O Dia Nacional do Teste do Pezinho, celebrado em 6 de junho, marca também o início da campanha Junho Lilás, voltada à conscientização sobre a importância da triagem neonatal para a saúde dos recém-nascidos.

No Estado do Rio de Janeiro, a rede pública de saúde já realiza o rastreamento de 54 doenças raras por meio do exame, que foi ampliado em agosto de 2023, conforme diretrizes do Ministério da Saúde. Atualmente, foram realizados quase 300 mil exames no estado em três anos, com cobertura de 75% em 2025, de acordo com o Sistema de Informações sobre Nascidos Vivos – SINASC.

Atualmente, o Sistema Único de Saúde (SUS) conta com 1.074 unidades para coleta do Programa de Triagem Neonatal do Estado do Rio de Janeiro (PTN-RJ). Em média, são realizados cerca de 11 mil testes por mês, número que varia de acordo com a quantidade de nascidos vivos no período.

No Estado do Rio de Janeiro, a rede pública de saúde já realiza o rastreamento de 54 doenças raras por meio do exame

A ampliação corresponde à segunda fase do Programa Nacional de Triagem Neonatal e permite identificar precocemente doenças raras que, quando diagnosticadas nos primeiros dias de vida, podem ser tratadas de forma adequada, reduzindo riscos de sequelas graves e garantindo melhor desenvolvimento às crianças.

— O Teste do Pezinho é fundamental para identificar doenças ainda nos primeiros dias de vida do bebê. O diagnóstico precoce permite iniciar o tratamento rapidamente, aumentando as chances de desenvolvimento saudável e reduzindo complicações futuras. É de suma importância que a criança realize o teste, que é muito fácil e simples —- disse a coordenadora de Saúde da Criança da Secretaria de Saúde, Roberta Serra.

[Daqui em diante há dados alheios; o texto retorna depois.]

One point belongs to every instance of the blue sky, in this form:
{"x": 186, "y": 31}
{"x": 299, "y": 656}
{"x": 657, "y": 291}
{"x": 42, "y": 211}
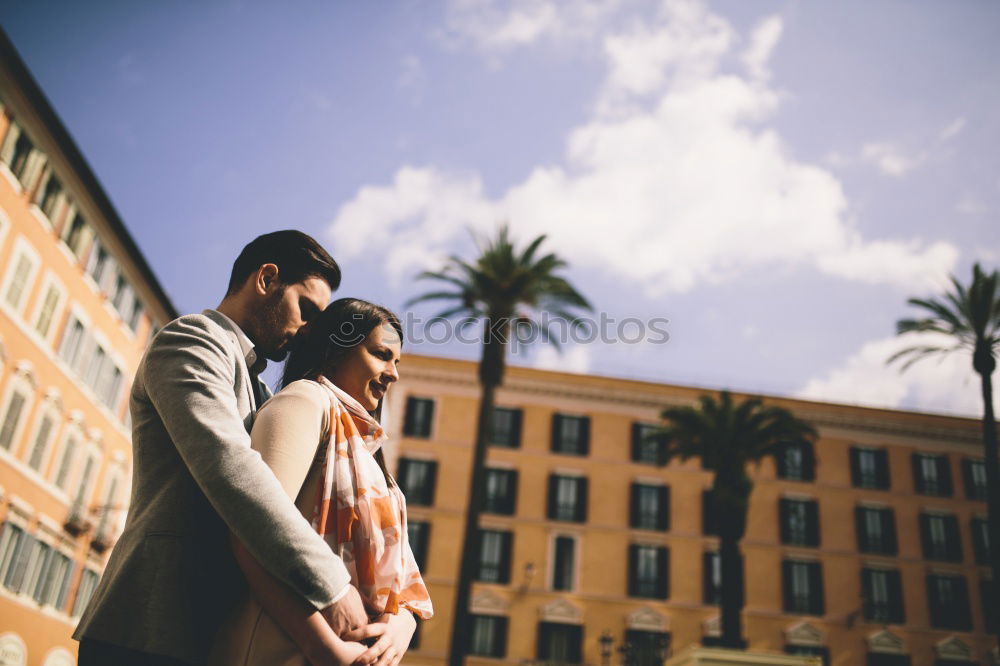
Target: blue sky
{"x": 775, "y": 178}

O exame detecta doenças metabólicas, genéticas e infecciosas que, sem acompanhamento adequado, podem causar sequelas permanentes ou até levar à morte. A coleta deve ser realizada entre o terceiro e o quinto dia de vida do recém-nascido. Além das doenças mais frequentes — como hipotireoidismo congênito, fenilcetonúria, hemoglobinopatias, fibrose cística, hiperplasia adrenal congênita, deficiência de biotinidase e toxoplasmose congênita —, o teste ampliado também identifica enfermidades relacionadas a galactosemias, aminoacidopatias, distúrbios do ciclo da ureia e alterações da betaoxidação dos ácidos graxos.

Para realizar o exame, os responsáveis devem levar o bebê a uma unidade básica de saúde entre o 3º e o 5º dia de vida. Nos casos de prematuridade, baixo peso ao nascer ou internação hospitalar, a própria unidade de saúde é responsável por garantir a coleta do exame. O resultado do Teste do Pezinho pode ser consultado pelo site: clickexame.com/srtn/.